THE SHEPHERD’S FAIRY.
A pastorale.
By Darley Dale, Author of “Fair Katherine,” etc.
CHAPTER IV.
Meanwhile, Mrs. Shelley had washed and dressed her own three boys, and had introduced the little stranger to the two elder, Charlie, the baby, being already on intimate terms with his foster sister, for whose sake he had to submit to much less attention than had hitherto fallen to his share, for which reason he was unusually cross this morning. Willie, the second boy, the living image of his father, was barely three years old, and too young to pay much attention to the baby, or to understand that it had arrived in an unusual way; but Jack, the eldest boy, quite took it in, and stood lost in admiration of the wonderful baby with its beautiful clothes, so unlike Charlie’s, and the lovely coral and bells, as his mother showed them all to him. Jack was five years old, a tall, strong child for his age, and very like his mother in face; he had her quick temper, too, though Mrs. Shelley had hers pretty well under control, while little Jack often got into trouble by giving way to his. Nothing ever escaped Jack’s notice; he was always all ears and eyes, and he took in every detail of the strange baby’s belongings as intelligently as his mother could have done, and, to her joy, for she was by no means sure what kind of a welcome Jack, who resented the arrival of little Charlie, saying, “Mother didn’t want anyone else to love her when she had him,” would give to the strange baby, he was enchanted with it, and was as anxious as Mrs.
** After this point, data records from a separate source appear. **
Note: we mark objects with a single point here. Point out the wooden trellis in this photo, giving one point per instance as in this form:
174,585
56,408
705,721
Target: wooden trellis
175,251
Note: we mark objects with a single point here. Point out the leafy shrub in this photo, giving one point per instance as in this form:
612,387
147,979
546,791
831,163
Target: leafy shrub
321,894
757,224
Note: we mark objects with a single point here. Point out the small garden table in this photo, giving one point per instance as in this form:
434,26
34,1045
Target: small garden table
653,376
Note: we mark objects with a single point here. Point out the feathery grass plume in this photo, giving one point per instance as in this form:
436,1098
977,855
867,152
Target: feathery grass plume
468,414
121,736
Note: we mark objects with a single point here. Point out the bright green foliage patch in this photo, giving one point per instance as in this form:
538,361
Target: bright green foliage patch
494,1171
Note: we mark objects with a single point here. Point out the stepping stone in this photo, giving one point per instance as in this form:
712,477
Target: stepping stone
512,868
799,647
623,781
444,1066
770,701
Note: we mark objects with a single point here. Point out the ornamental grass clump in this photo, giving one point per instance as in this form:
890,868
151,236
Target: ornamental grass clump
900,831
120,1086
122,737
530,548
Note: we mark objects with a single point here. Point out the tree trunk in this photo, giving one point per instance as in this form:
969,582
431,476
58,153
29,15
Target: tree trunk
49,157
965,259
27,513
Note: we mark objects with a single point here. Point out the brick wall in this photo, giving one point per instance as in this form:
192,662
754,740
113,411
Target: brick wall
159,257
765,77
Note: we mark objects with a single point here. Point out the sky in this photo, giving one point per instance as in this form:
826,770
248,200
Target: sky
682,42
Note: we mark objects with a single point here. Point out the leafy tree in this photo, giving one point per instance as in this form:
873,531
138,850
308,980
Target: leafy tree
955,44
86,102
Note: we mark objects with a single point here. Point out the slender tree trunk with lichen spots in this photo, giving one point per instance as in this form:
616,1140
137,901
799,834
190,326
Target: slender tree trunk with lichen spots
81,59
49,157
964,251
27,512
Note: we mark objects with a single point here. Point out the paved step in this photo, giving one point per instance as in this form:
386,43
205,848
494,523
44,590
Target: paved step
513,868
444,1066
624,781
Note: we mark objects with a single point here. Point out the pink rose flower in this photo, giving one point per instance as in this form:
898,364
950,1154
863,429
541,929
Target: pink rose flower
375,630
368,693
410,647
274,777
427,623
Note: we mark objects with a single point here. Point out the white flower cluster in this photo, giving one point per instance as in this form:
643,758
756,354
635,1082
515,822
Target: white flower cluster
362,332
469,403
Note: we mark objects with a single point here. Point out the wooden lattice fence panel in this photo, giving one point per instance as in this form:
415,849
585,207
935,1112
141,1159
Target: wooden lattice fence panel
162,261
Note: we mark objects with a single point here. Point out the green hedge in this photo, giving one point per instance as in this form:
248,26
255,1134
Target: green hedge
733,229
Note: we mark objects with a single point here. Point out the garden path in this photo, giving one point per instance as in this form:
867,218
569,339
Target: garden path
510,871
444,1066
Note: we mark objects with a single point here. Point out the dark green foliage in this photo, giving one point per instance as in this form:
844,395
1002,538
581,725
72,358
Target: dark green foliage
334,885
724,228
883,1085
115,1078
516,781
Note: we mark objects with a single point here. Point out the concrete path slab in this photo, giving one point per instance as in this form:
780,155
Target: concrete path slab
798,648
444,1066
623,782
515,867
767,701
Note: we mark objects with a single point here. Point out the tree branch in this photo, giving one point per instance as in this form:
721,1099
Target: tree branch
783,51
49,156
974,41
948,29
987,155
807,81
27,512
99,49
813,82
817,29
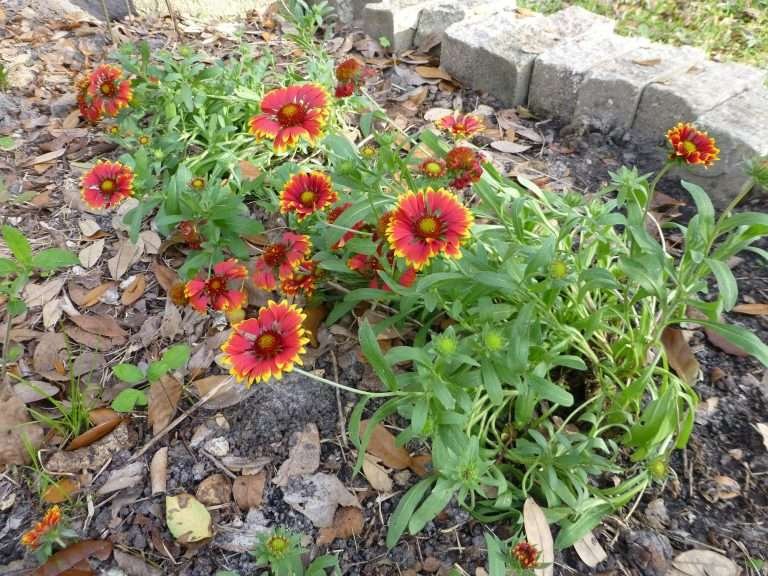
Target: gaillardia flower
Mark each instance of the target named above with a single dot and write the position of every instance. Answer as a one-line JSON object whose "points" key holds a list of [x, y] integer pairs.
{"points": [[109, 91], [461, 126], [32, 538], [107, 184], [426, 223], [290, 114], [266, 346], [306, 193], [692, 146], [282, 257], [217, 291], [302, 280], [432, 168]]}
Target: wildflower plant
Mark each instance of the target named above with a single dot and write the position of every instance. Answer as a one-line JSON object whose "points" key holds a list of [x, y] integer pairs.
{"points": [[531, 357]]}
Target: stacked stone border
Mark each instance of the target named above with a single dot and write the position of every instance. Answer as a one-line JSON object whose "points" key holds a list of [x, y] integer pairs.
{"points": [[572, 67]]}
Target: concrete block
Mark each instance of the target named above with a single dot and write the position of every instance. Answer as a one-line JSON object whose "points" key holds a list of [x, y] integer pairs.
{"points": [[559, 72], [496, 54], [434, 19], [741, 133], [609, 96], [688, 95]]}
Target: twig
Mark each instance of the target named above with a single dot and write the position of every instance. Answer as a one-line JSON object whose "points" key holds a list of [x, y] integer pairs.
{"points": [[211, 393], [109, 23], [172, 13]]}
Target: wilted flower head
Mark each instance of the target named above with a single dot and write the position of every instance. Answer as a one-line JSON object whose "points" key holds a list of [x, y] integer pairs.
{"points": [[266, 346], [223, 290], [692, 146], [107, 184], [291, 114]]}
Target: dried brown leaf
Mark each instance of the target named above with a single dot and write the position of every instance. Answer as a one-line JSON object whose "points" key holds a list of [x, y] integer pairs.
{"points": [[164, 396]]}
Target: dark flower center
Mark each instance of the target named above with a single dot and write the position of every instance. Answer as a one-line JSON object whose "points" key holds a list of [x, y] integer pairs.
{"points": [[291, 114], [428, 227], [274, 255], [268, 344]]}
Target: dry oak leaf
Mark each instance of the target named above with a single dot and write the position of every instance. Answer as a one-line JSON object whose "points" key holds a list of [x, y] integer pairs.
{"points": [[347, 522], [17, 431], [383, 446], [248, 490], [164, 396], [304, 456], [538, 533]]}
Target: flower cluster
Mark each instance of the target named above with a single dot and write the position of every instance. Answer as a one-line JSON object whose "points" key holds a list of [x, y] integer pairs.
{"points": [[103, 92], [292, 114]]}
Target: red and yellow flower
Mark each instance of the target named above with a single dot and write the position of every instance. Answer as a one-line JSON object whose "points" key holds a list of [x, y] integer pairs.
{"points": [[107, 184], [108, 90], [461, 126], [433, 168], [692, 146], [302, 280], [526, 554], [88, 109], [33, 537], [279, 260], [291, 114], [426, 223], [266, 346], [306, 193], [217, 291]]}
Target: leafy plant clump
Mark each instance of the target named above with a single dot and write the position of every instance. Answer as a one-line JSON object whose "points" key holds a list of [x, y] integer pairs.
{"points": [[531, 323]]}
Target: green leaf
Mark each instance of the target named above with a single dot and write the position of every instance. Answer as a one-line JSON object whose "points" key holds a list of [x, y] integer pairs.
{"points": [[741, 337], [176, 356], [726, 282], [53, 258], [128, 399], [398, 522], [18, 245], [129, 373]]}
Shelley herself to keep it.
“It is the fairies’ baby; they brought it, didn’t they, mother? We will always, always keep it, won’t we?”
“I don’t quite know yet, Jack; father says perhaps we shall have to send it away,” said Mrs. Shelley.
“It shan’t go away. How dare father say so? He is a wicked man to want to send it away,” cried the boy, with flashing eyes and crimson cheeks.
“Jack, I am ashamed of you; you must not speak of your father in that way; if he says it is to go away it must go, whether we like it or no.”
Jack hung his head and hid his face on his mother’s shoulder, while she, remembering how indignant she had been with the shepherd for hinting at sending it away the night before, stooped and kissed her boy’s curly head, and Jack raised his head again and renewed his attentions to the baby.